Market Data Pipeline: Virtual Threads Capstone

"The system that would not be watched, would not be trusted."

— Gary Stevenson

Stevenson was talking about financial markets, but the same principle applies to the software that processes them. A pipeline you can't observe, can't compose, and can't reason about is one you'll never trust in production. That's why this capstone example doesn't just work; it's built so you can see exactly what each stage does, swap any piece out, and know that failures will not hide.

What You'll Learn

How to build a complete, concurrent data pipeline from feed generation to alert dispatch
Progressive introduction of fourteen HKJ features, each solving a concrete problem
Design principles that make the pipeline composable, safe, and resilient
When and why to choose each concurrency primitive

Run It Now

./gradlew :hkj-examples:run \
  -PmainClass=org.higherkindedj.example.market.runner.MarketDataDemo

View source on GitHub

The Scenario

You're the lead engineer on the market data team at a mid-size trading firm. Three exchange feeds (NYSE, LSE, and the Tokyo Stock Exchange) push tens of thousands of price ticks per second into your system. Each tick is raw: just a symbol, a bid, an ask, a volume, and a timestamp. Before anyone can act on this data, your pipeline must:

Merge the feeds into a single stream in true arrival order
Enrich each tick with instrument metadata and an FX conversion rate
Assess risk: flag ticks with anomalous spreads, volume spikes, or inversions
Aggregate into time windows, computing VWAP and other summary statistics
Detect anomalies: compare aggregated views against thresholds
Dispatch alerts to multiple channels simultaneously (log, email, webhook)
Protect the pipeline with rate limiting, circuit breakers, and feed failover

The legacy system handles this with a tangle of thread pools, CompletableFuture chains, manual try-catch propagation, and synchronized blocks that nobody dares refactor. You've been asked to rebuild it.

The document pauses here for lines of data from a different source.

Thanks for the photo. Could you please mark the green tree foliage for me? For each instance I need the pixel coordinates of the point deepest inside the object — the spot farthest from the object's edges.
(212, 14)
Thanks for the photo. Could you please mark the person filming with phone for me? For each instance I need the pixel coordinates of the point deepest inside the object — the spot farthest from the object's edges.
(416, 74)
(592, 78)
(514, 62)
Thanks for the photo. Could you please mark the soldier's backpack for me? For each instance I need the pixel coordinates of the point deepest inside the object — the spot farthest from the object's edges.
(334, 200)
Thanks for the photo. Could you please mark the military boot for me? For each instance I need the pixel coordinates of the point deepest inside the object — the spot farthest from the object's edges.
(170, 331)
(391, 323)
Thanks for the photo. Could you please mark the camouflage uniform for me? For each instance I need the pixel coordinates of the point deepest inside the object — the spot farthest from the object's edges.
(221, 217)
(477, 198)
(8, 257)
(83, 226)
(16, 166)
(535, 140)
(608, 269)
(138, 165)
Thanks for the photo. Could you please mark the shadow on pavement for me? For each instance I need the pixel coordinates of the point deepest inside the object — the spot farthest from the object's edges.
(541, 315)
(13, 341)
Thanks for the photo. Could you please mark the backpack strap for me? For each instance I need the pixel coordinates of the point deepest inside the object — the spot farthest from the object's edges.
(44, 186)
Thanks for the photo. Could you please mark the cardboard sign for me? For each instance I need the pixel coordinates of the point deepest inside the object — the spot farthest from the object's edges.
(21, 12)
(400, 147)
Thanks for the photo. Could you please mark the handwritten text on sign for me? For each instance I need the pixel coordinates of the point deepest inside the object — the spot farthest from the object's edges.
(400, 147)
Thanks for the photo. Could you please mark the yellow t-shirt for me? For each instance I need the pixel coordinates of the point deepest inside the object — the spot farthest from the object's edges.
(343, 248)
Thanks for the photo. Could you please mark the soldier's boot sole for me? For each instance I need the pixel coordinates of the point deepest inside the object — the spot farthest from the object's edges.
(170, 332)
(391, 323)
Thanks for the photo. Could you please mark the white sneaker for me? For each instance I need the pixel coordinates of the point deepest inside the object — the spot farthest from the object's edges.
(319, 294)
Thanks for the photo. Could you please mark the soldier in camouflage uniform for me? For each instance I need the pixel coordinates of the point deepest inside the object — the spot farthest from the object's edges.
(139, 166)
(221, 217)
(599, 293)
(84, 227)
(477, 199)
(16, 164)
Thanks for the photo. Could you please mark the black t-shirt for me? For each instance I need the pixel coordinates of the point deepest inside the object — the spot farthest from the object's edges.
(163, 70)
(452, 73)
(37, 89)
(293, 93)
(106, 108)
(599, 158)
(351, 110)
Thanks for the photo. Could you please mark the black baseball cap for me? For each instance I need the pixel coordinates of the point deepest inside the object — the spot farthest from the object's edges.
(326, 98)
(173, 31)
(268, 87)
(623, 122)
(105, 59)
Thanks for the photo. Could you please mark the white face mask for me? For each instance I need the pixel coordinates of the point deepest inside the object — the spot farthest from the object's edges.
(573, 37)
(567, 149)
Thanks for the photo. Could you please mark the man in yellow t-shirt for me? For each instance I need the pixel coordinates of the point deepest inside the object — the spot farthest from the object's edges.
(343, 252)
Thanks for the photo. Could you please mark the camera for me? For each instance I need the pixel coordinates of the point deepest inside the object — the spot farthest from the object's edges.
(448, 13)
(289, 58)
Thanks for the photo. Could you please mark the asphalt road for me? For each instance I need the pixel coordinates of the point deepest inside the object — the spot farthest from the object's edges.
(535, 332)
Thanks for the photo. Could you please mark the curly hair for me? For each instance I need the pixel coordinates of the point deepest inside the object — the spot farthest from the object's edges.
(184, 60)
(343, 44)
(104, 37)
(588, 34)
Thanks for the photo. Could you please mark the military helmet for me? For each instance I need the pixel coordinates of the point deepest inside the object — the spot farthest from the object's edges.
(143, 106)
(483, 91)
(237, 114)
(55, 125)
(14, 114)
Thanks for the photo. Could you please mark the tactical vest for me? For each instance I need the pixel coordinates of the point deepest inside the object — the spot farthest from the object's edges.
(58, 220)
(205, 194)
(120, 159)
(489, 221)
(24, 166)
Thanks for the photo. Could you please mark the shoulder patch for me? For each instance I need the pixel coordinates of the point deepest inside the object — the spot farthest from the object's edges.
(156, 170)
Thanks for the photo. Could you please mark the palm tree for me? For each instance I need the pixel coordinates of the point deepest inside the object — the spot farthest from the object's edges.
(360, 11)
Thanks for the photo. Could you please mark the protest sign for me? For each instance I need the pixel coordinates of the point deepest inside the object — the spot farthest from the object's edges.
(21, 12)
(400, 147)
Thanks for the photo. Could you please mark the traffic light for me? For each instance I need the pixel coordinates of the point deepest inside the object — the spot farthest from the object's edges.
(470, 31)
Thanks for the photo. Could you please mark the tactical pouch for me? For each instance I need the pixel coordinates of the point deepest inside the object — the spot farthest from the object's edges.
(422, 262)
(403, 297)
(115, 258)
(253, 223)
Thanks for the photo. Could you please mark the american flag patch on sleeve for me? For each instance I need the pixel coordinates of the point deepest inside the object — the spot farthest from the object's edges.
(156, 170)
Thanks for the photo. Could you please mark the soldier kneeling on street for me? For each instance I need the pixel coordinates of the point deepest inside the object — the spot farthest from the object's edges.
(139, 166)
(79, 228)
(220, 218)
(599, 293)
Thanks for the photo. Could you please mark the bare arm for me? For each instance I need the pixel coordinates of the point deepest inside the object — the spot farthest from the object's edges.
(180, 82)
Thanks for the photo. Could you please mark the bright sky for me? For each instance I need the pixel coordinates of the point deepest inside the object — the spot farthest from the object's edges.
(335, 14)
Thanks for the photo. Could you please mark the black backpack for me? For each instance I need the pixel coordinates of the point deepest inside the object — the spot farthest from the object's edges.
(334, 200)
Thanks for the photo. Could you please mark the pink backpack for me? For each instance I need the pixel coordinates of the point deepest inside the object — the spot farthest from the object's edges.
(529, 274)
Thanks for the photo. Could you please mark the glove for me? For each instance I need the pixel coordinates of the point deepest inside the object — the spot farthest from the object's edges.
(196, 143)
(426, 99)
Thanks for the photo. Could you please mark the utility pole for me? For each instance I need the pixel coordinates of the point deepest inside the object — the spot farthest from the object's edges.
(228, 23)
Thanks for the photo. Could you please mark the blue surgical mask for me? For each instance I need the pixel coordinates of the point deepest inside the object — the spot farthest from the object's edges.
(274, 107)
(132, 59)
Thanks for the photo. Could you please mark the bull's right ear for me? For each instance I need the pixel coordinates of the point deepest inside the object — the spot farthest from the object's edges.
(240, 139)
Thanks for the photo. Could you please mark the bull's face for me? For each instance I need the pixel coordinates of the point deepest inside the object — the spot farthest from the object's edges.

Here's what the new pipeline looks like with HKJ:

List<Alert> alerts = pipeline.fullPipeline().toList().run();

One line to run it. The rest is composition.

Architecture Overview

NYSE LSE TSE

▼ ▼ ▼

merge → take(n) → enrich → risk assess → chunk(5) → detect → dispatch

▼ ▼ ▼

Log Email Webhook

Each stage is a lazy stream transformation. Nothing executes until the terminal .toList().run() drives evaluation from the end. Data flows left-to-right through composable operators, each one a single method call.

What Makes This Different

Concern	Legacy Approach	HKJ Approach
Concurrency	Thread pools, `ExecutorService`, manual task submission	Virtual threads via `Par.map2`, `parEvalMap`, `Scope`
Error handling	Nested `try-catch`, `CompletableFuture.exceptionally`	Fail-fast propagation, `recoverWith` for failover
Backpressure	Reactive streams protocol (`request(n)`)	Pull-based: consumer drives evaluation naturally
Resource cleanup	`finally` blocks, easy to miss	Structured concurrency: scope cancels all children
Composition	Callback chains, hard to reorder stages	Each stage is a function `VStream<A> → VStream<B>`

Design Principles

These four principles guide every design decision in the pipeline. Each step in the walkthrough calls back to them.

Lazy Composition

Every operator returns a description of work, not a result. The pipeline definition allocates no threads, opens no connections, and generates no ticks. Execution only begins when a terminal operation like .toList().run() starts pulling.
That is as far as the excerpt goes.